“Añadirle litio al agua potable es una cosa, pero hay que demostrar que efectivamente tiene algún efecto. Es una cuestión de salud pública, todo depende de las concentraciones. Una cosa es el litio para personas con trastorno bipolar, y otra tiene que ver con niveles bajos, para que la enfermedad no se presente”, plantea el director del Centro de Envejecimiento y Regeneración de la Universidad Católica de Chile, Centro UC CARE Chile, DR. Nibaldo Inestrosa, en un artículo publicado en La Tercera sobre estudio británico que asegura que el elemento, utilizado para casos de trastorno bipolar y depresión, podría ser añadido al agua que consumimos, tal como el flúor.

Expertos dicen que es perfectamente posible, considerando la tasa de suicidios en Chile, y el alza de enfermedades mentales por la pandemia.

Indica el artículo que en mayo pasado, la Organización Mundial de la Salud (OMS) advirtió sobre las futuras consecuencias para la salud mental relacionadas con la pandemia de coronavirus en el mundo, apuntando a un posible aumento de suicidios y de trastornos por esta causa.

La Tercera señala que en términos globales, la depresión afecta a 264 millones de personas en todo el mundo. En Chile, según la última Encuesta Nacional de Salud 2016-2017, reseña el artículo, hubo 1.878 suicidios en un año, lo que equivale a cinco muertes diarias. El 20,6%, (388 fallecimientos), correspondió a jóvenes de entre 20 y 29 años.

Ante esta realidad un grupo de científicos postula añadir litio al agua potable, lo que en teoría ayudaría a disminuir los niveles de suicidio. El litio se usa se usa de manera amplia y efectiva para el tratamiento y la prevención de episodios depresivos, ya que disminuye el riesgo de suicidio en personas con trastornos del estado de ánimo.

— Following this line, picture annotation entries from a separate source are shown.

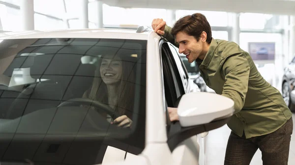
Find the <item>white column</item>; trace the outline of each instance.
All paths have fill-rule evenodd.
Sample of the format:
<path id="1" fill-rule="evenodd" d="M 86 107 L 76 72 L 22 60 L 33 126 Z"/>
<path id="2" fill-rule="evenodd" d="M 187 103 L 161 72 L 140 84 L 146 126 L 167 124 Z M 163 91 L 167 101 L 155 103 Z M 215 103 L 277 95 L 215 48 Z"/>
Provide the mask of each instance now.
<path id="1" fill-rule="evenodd" d="M 22 30 L 31 30 L 35 29 L 34 13 L 34 0 L 21 0 Z"/>
<path id="2" fill-rule="evenodd" d="M 88 28 L 88 0 L 80 0 L 81 3 L 81 10 L 80 14 L 80 21 L 82 28 Z M 74 3 L 74 2 L 73 2 Z"/>
<path id="3" fill-rule="evenodd" d="M 1 22 L 1 17 L 0 17 L 0 30 L 3 30 L 3 27 L 2 27 L 2 22 Z"/>
<path id="4" fill-rule="evenodd" d="M 232 30 L 232 38 L 230 39 L 232 41 L 239 44 L 239 13 L 232 13 L 233 15 L 233 29 Z"/>
<path id="5" fill-rule="evenodd" d="M 103 28 L 103 14 L 102 11 L 102 5 L 103 3 L 99 0 L 96 0 L 96 26 L 97 28 Z"/>
<path id="6" fill-rule="evenodd" d="M 289 60 L 295 56 L 295 16 L 291 16 L 290 25 L 290 40 L 289 44 Z"/>

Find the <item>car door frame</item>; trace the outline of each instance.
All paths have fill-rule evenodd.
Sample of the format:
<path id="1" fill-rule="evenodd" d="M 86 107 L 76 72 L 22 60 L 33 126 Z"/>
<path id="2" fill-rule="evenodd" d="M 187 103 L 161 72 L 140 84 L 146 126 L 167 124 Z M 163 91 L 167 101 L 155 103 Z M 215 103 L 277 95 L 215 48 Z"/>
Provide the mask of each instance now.
<path id="1" fill-rule="evenodd" d="M 179 64 L 178 65 L 177 65 L 175 62 L 175 58 L 177 58 L 177 60 L 179 60 L 180 62 L 181 60 L 179 58 L 179 56 L 178 56 L 178 54 L 177 54 L 177 56 L 173 55 L 171 47 L 169 47 L 169 44 L 170 44 L 169 43 L 162 41 L 160 42 L 160 52 L 161 53 L 161 60 L 162 61 L 161 64 L 162 65 L 162 74 L 163 74 L 163 85 L 164 86 L 165 85 L 168 85 L 169 86 L 169 88 L 171 88 L 171 86 L 175 85 L 175 88 L 173 89 L 173 87 L 172 87 L 173 89 L 172 89 L 172 91 L 176 93 L 172 94 L 173 92 L 170 91 L 169 94 L 167 94 L 166 93 L 167 91 L 165 91 L 165 89 L 167 90 L 167 89 L 165 87 L 164 87 L 164 96 L 165 99 L 167 100 L 167 98 L 168 98 L 169 97 L 166 97 L 167 95 L 171 96 L 172 98 L 170 99 L 172 100 L 175 100 L 175 102 L 174 103 L 174 104 L 173 104 L 173 106 L 174 107 L 177 107 L 177 102 L 179 101 L 181 96 L 187 93 L 190 92 L 190 91 L 189 90 L 188 90 L 188 89 L 189 88 L 189 85 L 188 84 L 189 81 L 187 81 L 188 83 L 186 86 L 184 86 L 182 84 L 182 81 L 180 80 L 181 76 L 182 76 L 180 75 L 180 73 L 179 73 L 180 72 L 179 70 L 181 69 L 178 67 L 180 66 Z M 165 61 L 166 60 L 167 61 Z M 182 65 L 183 65 L 183 64 L 182 64 Z M 165 71 L 165 69 L 167 69 L 168 68 L 167 66 L 169 66 L 170 68 L 168 68 L 168 71 Z M 183 66 L 182 67 L 183 67 Z M 169 73 L 169 72 L 170 73 Z M 184 73 L 186 73 L 186 71 L 184 71 Z M 165 75 L 165 74 L 168 75 Z M 167 79 L 167 76 L 169 77 L 169 80 Z M 165 78 L 164 77 L 166 77 L 166 79 L 165 79 Z M 188 76 L 187 75 L 186 77 L 184 77 L 188 79 Z M 173 81 L 170 81 L 171 80 L 173 80 Z M 172 83 L 171 81 L 173 81 L 174 82 Z M 184 87 L 186 87 L 186 89 L 184 89 Z M 177 90 L 179 90 L 179 94 L 177 94 Z M 168 104 L 166 103 L 166 108 L 168 107 Z M 168 111 L 167 110 L 166 118 L 169 119 L 169 115 L 168 115 Z M 167 136 L 168 136 L 169 131 L 170 131 L 170 129 L 171 128 L 171 126 L 172 126 L 172 124 L 174 124 L 174 123 L 171 123 L 170 122 L 170 119 L 169 120 L 166 120 L 166 121 Z M 177 124 L 175 126 L 177 127 L 178 125 Z M 169 143 L 168 145 L 169 145 Z M 177 162 L 178 164 L 179 165 L 199 165 L 200 146 L 198 142 L 197 136 L 193 136 L 190 138 L 184 140 L 180 143 L 177 146 L 174 146 L 173 145 L 172 147 L 170 147 L 171 151 L 172 153 L 173 157 L 175 159 L 175 161 Z"/>

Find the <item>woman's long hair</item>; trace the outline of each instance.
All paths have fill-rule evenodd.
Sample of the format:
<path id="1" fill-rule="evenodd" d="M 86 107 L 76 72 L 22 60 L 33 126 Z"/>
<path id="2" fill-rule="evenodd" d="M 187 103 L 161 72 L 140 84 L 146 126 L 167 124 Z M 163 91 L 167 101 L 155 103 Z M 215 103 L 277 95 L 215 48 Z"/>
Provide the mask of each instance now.
<path id="1" fill-rule="evenodd" d="M 102 80 L 100 71 L 103 58 L 104 57 L 102 57 L 98 63 L 95 77 L 91 86 L 85 92 L 83 97 L 108 104 L 107 85 Z M 131 58 L 133 58 L 130 57 L 120 58 L 122 62 L 122 72 L 121 80 L 118 84 L 118 103 L 115 105 L 115 107 L 116 107 L 115 110 L 120 115 L 125 115 L 126 111 L 132 112 L 134 103 L 136 63 L 132 62 L 130 59 Z"/>

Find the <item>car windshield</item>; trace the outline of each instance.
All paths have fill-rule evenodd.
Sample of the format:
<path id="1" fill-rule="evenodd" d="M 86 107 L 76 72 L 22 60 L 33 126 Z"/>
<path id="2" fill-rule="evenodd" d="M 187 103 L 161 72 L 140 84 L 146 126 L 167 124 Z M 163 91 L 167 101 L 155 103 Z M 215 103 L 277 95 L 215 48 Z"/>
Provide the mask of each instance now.
<path id="1" fill-rule="evenodd" d="M 0 40 L 1 164 L 98 164 L 109 146 L 140 153 L 147 43 Z"/>

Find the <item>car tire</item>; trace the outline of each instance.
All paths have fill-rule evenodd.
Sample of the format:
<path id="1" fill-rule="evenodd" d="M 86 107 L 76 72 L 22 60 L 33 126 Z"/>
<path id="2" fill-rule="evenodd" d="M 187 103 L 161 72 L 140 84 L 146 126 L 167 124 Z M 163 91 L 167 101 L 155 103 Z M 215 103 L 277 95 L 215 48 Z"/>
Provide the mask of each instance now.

Un estudio del British Journal of Psychiatry establece que “el litio natural en el agua potable puede tener el potencial de reducir el riesgo de suicidio y posiblemente ayudar a estabilizar el estado de ánimo, particularmente en poblaciones con tasas de suicidio relativamente altas y áreas geográficas con un mayor rango de concentración de litio en el agua potable”.

“Es prometedor que niveles más altos de trazas de litio en el agua potable puedan ejercer un efecto anti-suicida y tengan el potencial de mejorar la mentalidad comunitaria”, señala Anjum Memon, presidente de Epidemiología y Medicina de Salud Pública en el Brighton and Sussex Medical School y autor principal del estudio, publica La Tercera.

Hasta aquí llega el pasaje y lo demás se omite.